According to the evidence presented by the international human rights groups, the victims of the Darfur fortress from the RSF were often targeted because they were black Africans, rather than Arabic, apparently with the purpose of chasing Sudan.

UN Humanitarian response to Sudan is already underfunded. Recent American aid discounts will reduce programs to help victims even more.

Details rooted in the UNICEF report emphasizes the terrible situation.

“After nine at night, someone opens the door, wearing a whip, selects one of the girls and takes it in another room. I could hear the little girl crying and screaming. A rape,” she recalls (not her real name), a female survivor who was held by men armed in other rooms.

“Every time they raped it, this girl will return covered with blood. She is still a little child. They only release these girls at dawn and return almost unconscious. Each of them cries and speaks incoherently. In the 19 days I spent there, I arrived in a point where I wanted to end my life.”

As a nation fractured in war, Sudan is one of the most challenging places on Earth for access to first -rate services and workers.

The large number of people who were relocated to war has made women and children more vulnerable to attack-three-year-old school girls are out of school, says the UN.

Trump government discounts conclude vital help

The devastating result of these crimes is aggravated by the fact that the victims have few places to use medical help, because many medical facilities have been destroyed, robbed or occupied by the parties in the war.

Recent US aid discounts can endanger even the limited services available to protect children.

UNICEF has provided safe spaces for children through a network of local activists who have set up what are known as emergency response rooms to cope with crises in their communities.

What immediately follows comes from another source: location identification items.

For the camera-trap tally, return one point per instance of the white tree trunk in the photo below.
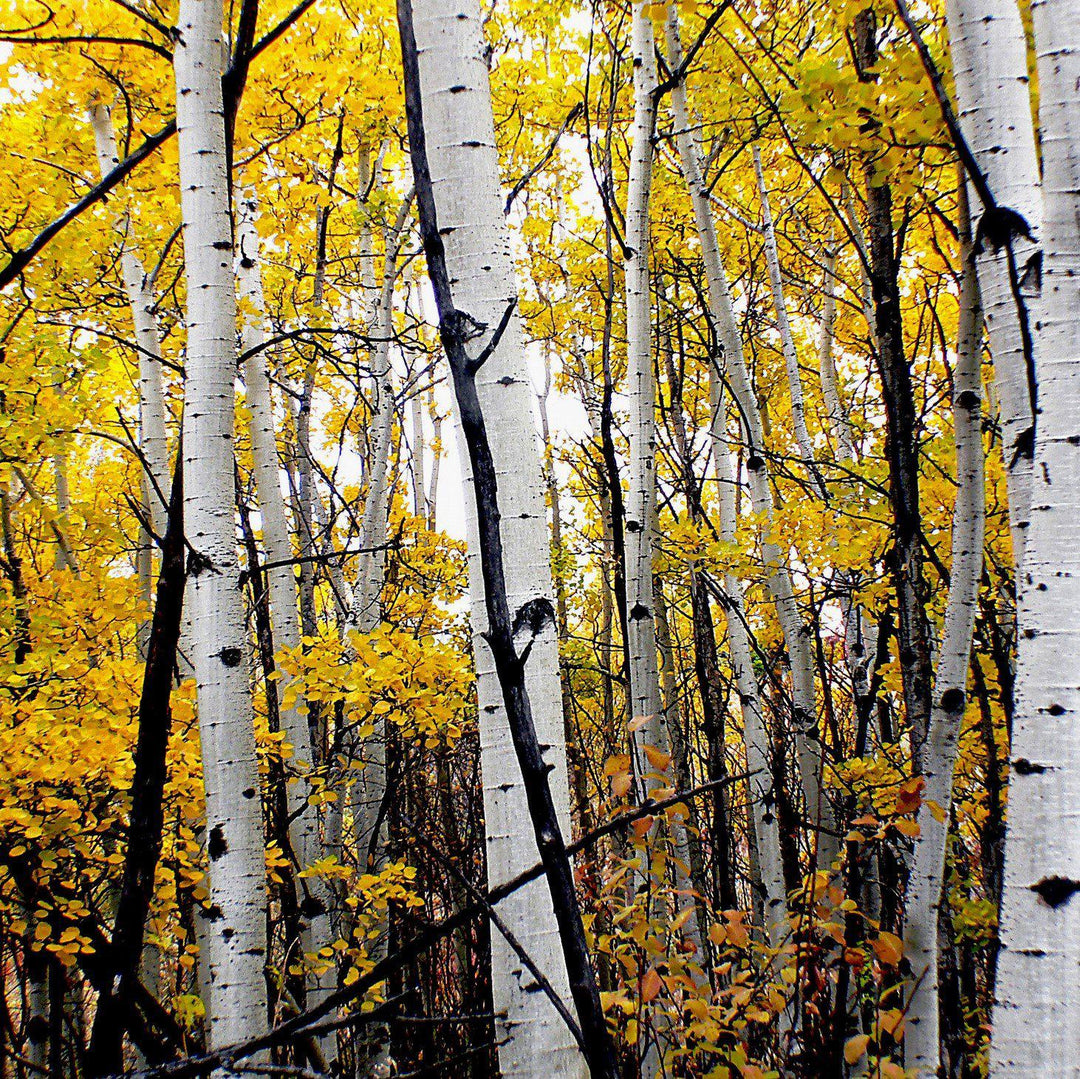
(923, 901)
(373, 533)
(784, 326)
(781, 589)
(642, 494)
(994, 103)
(1037, 1017)
(755, 732)
(315, 932)
(238, 1003)
(153, 437)
(461, 153)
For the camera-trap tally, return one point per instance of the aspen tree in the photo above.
(994, 106)
(922, 903)
(1036, 1029)
(459, 135)
(315, 931)
(237, 936)
(781, 588)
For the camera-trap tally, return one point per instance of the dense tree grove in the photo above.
(539, 538)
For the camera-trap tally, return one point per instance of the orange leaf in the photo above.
(889, 948)
(909, 795)
(855, 1047)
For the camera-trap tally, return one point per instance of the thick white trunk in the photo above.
(237, 936)
(925, 898)
(781, 588)
(315, 932)
(1037, 1017)
(989, 65)
(461, 153)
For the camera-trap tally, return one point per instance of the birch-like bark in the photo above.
(461, 154)
(642, 495)
(1037, 1019)
(838, 425)
(238, 1005)
(417, 457)
(781, 589)
(860, 630)
(370, 574)
(756, 737)
(784, 326)
(922, 907)
(315, 932)
(370, 577)
(989, 64)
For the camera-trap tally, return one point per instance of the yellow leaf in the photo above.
(659, 759)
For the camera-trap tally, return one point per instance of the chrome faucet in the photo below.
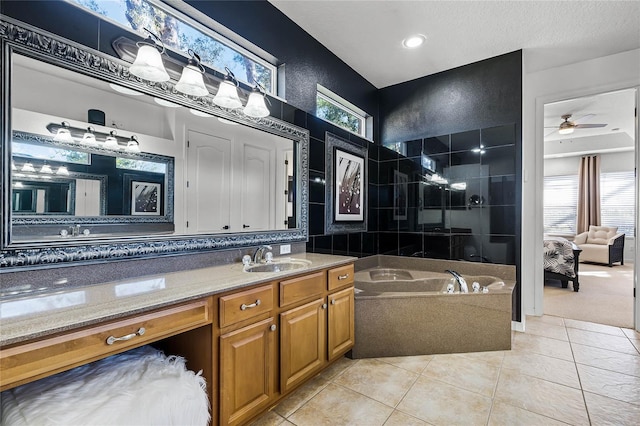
(461, 282)
(258, 255)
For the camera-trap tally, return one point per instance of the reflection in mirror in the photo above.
(74, 172)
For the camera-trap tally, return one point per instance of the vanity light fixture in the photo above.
(148, 63)
(89, 138)
(63, 134)
(191, 82)
(256, 106)
(133, 145)
(46, 169)
(111, 142)
(28, 167)
(165, 103)
(413, 41)
(227, 96)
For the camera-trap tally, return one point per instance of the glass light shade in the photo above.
(191, 82)
(89, 139)
(63, 135)
(256, 106)
(133, 145)
(111, 142)
(46, 169)
(148, 64)
(227, 96)
(28, 167)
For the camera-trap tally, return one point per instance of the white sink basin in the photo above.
(278, 265)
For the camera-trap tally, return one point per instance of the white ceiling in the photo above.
(368, 35)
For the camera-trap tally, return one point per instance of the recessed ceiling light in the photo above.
(413, 41)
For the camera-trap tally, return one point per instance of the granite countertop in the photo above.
(32, 316)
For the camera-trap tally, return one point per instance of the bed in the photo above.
(561, 261)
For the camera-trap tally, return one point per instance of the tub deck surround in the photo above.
(425, 320)
(33, 316)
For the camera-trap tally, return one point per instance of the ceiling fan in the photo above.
(567, 127)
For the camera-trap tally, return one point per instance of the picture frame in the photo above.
(346, 186)
(400, 195)
(146, 198)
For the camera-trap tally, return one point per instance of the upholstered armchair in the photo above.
(601, 244)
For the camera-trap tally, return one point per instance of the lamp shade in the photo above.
(256, 106)
(148, 64)
(227, 96)
(191, 82)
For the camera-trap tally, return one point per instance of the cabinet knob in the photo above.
(253, 305)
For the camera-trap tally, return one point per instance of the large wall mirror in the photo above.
(94, 156)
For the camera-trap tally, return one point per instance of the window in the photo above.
(560, 204)
(180, 33)
(338, 111)
(617, 200)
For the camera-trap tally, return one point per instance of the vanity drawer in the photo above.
(340, 277)
(302, 288)
(246, 304)
(30, 361)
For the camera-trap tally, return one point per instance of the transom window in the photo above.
(338, 111)
(181, 33)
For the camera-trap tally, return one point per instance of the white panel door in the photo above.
(257, 189)
(208, 183)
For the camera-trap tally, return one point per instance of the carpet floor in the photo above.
(605, 296)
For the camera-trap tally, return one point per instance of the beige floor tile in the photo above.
(600, 340)
(301, 395)
(622, 387)
(631, 334)
(463, 372)
(270, 418)
(504, 414)
(590, 326)
(607, 411)
(378, 380)
(549, 399)
(543, 367)
(442, 404)
(415, 364)
(608, 360)
(338, 367)
(547, 319)
(547, 330)
(398, 418)
(528, 343)
(335, 405)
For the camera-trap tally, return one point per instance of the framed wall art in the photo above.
(346, 191)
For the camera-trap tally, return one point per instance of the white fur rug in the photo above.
(138, 387)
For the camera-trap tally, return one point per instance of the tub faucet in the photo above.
(258, 255)
(461, 282)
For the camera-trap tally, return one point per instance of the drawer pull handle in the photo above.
(253, 305)
(111, 340)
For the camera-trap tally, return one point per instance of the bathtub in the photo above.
(402, 307)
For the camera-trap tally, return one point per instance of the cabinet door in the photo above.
(208, 183)
(247, 371)
(302, 343)
(341, 326)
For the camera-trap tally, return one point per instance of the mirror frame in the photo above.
(21, 38)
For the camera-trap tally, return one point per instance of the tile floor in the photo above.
(559, 372)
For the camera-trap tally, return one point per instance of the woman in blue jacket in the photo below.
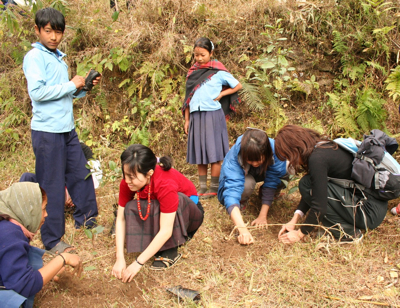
(250, 160)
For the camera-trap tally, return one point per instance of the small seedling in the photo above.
(91, 233)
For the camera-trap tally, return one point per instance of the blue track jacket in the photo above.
(231, 179)
(50, 90)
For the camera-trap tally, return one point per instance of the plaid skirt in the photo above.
(139, 233)
(208, 140)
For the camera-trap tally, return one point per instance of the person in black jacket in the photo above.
(344, 210)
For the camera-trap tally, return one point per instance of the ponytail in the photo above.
(165, 162)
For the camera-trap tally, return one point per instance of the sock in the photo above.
(214, 184)
(203, 184)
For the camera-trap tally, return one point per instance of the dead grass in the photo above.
(265, 274)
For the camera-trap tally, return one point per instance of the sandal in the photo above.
(166, 262)
(62, 247)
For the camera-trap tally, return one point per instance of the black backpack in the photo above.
(375, 172)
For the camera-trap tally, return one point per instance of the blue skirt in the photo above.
(208, 137)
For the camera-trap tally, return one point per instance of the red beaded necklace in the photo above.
(148, 203)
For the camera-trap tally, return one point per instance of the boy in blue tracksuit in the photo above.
(60, 160)
(250, 160)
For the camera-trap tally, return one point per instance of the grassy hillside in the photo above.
(329, 65)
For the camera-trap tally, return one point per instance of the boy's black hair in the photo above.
(52, 16)
(205, 43)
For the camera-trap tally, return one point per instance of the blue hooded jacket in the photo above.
(231, 179)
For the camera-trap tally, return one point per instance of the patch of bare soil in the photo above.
(72, 291)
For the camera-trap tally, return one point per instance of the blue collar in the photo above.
(41, 47)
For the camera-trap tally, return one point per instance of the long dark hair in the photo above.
(295, 144)
(140, 158)
(255, 146)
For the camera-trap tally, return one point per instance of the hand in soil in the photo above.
(59, 274)
(119, 268)
(260, 223)
(245, 238)
(290, 237)
(286, 228)
(131, 272)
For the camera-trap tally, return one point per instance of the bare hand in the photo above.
(119, 268)
(245, 238)
(97, 80)
(260, 222)
(286, 228)
(68, 200)
(131, 272)
(291, 237)
(186, 127)
(79, 81)
(74, 261)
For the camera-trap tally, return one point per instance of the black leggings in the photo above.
(367, 216)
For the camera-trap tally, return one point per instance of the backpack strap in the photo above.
(363, 157)
(346, 183)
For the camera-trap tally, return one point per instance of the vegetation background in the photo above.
(328, 65)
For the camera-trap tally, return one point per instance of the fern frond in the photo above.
(370, 113)
(251, 96)
(393, 82)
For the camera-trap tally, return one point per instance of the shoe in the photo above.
(163, 262)
(356, 239)
(396, 210)
(207, 195)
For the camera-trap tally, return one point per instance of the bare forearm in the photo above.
(295, 219)
(120, 233)
(159, 240)
(264, 211)
(52, 268)
(238, 219)
(187, 114)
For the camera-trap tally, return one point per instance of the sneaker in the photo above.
(356, 239)
(396, 210)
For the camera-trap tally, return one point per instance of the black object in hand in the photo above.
(184, 293)
(88, 81)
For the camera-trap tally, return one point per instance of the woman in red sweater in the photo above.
(164, 215)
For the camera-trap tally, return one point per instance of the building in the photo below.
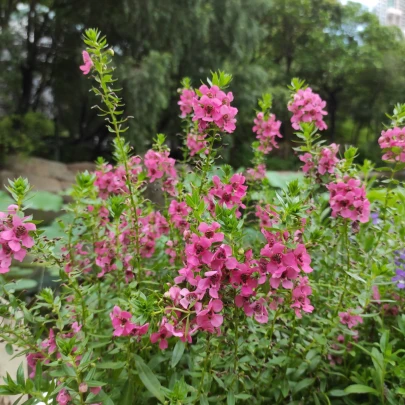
(391, 12)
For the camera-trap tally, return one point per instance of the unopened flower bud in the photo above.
(83, 387)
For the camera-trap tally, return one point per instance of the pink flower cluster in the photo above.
(307, 106)
(349, 319)
(113, 248)
(392, 141)
(266, 130)
(121, 322)
(257, 173)
(267, 216)
(325, 161)
(230, 194)
(15, 237)
(197, 144)
(210, 266)
(64, 398)
(186, 101)
(214, 106)
(178, 212)
(161, 166)
(348, 199)
(284, 265)
(110, 180)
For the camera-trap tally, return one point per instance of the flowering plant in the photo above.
(232, 290)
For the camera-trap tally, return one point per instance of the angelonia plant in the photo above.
(228, 291)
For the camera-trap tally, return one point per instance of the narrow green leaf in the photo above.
(305, 383)
(230, 398)
(20, 376)
(111, 365)
(177, 353)
(360, 389)
(149, 379)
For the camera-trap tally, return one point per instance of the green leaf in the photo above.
(127, 397)
(360, 389)
(20, 376)
(230, 398)
(9, 349)
(203, 400)
(177, 353)
(149, 379)
(305, 383)
(337, 393)
(111, 365)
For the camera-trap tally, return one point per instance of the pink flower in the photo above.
(162, 335)
(303, 258)
(222, 258)
(328, 159)
(208, 319)
(211, 282)
(88, 63)
(392, 141)
(300, 297)
(190, 297)
(18, 235)
(307, 159)
(198, 252)
(76, 327)
(348, 199)
(257, 173)
(347, 318)
(32, 359)
(186, 102)
(197, 144)
(95, 390)
(121, 322)
(258, 309)
(267, 216)
(213, 107)
(63, 397)
(267, 129)
(50, 343)
(210, 232)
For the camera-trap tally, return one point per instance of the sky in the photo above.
(368, 3)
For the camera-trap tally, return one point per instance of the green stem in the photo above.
(117, 129)
(206, 166)
(207, 349)
(346, 239)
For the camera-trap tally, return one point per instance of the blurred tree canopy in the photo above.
(343, 52)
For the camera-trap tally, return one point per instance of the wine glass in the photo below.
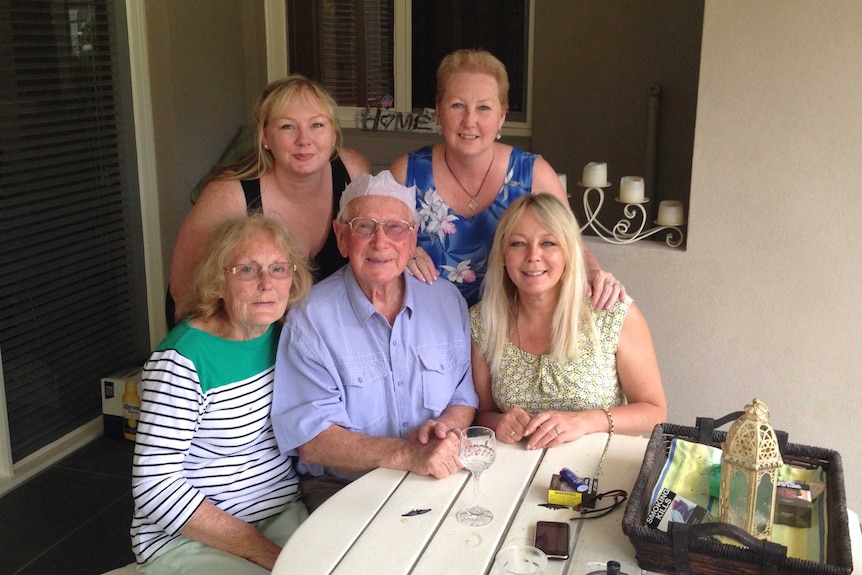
(477, 450)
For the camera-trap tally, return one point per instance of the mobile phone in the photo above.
(552, 537)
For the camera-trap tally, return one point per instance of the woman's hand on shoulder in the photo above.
(513, 425)
(546, 180)
(422, 267)
(355, 162)
(603, 289)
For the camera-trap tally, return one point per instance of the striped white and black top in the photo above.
(205, 432)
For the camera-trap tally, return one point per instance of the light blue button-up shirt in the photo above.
(339, 362)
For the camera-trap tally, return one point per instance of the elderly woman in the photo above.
(546, 364)
(212, 492)
(296, 174)
(466, 183)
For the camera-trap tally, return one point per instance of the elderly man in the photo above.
(373, 370)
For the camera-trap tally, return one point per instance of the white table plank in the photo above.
(392, 544)
(318, 546)
(603, 536)
(361, 529)
(466, 549)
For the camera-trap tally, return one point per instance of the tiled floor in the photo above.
(72, 518)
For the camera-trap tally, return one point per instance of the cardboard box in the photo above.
(793, 503)
(113, 389)
(561, 493)
(672, 507)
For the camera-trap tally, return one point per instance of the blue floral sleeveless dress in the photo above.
(460, 246)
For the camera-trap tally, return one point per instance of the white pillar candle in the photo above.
(631, 189)
(595, 175)
(670, 213)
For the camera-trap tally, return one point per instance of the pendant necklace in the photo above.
(473, 203)
(532, 357)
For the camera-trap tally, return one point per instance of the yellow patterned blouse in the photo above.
(536, 384)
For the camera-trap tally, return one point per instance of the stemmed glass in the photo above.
(477, 450)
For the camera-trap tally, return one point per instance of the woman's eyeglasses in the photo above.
(252, 271)
(365, 228)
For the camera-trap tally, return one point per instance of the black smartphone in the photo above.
(552, 537)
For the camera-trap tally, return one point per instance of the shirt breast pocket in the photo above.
(443, 366)
(365, 392)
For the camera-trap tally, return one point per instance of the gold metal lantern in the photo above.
(749, 466)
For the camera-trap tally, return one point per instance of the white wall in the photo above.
(763, 303)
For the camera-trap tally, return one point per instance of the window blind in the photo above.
(65, 297)
(346, 45)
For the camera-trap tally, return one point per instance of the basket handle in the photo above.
(771, 554)
(706, 425)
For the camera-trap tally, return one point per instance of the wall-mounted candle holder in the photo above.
(670, 212)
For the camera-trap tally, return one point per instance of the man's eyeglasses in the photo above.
(365, 228)
(252, 271)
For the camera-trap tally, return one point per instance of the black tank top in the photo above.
(329, 259)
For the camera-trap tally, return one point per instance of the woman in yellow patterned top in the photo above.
(547, 366)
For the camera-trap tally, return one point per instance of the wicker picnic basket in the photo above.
(690, 549)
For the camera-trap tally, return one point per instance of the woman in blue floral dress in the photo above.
(466, 183)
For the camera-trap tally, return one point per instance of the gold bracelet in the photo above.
(607, 441)
(610, 420)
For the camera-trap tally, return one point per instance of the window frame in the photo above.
(275, 14)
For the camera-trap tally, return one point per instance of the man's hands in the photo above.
(433, 450)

The activists relied quite a lot on the American aid, and most of them had to close, according to a Sudanese coordination committee.

More broadly, the UN organization dedicated to protecting women’s rights says that local organizations led by women are vital in providing the support of survivors of sexual violence. But I receive less than 2% of the total financing of the Sudan Humanitarian Fund.

The BBC learned that at least one of these local groups, known as “it leads”, was forced to close when US funding was stopped.

It was not a large expense, measured in tens of thousands of dollars, but allowed the case workers to reach about 35 survivors a month, said Sulaima Elkhalifa, a Sudan defender of human rights that runs a government to combat violence against women and helped organize private initiative.

Those who were violated by armed men “do not have the luxury of being depressed,” she told the BBC.

War requirements – finding food, the need to run away – leaves no space to cope with trauma, she added.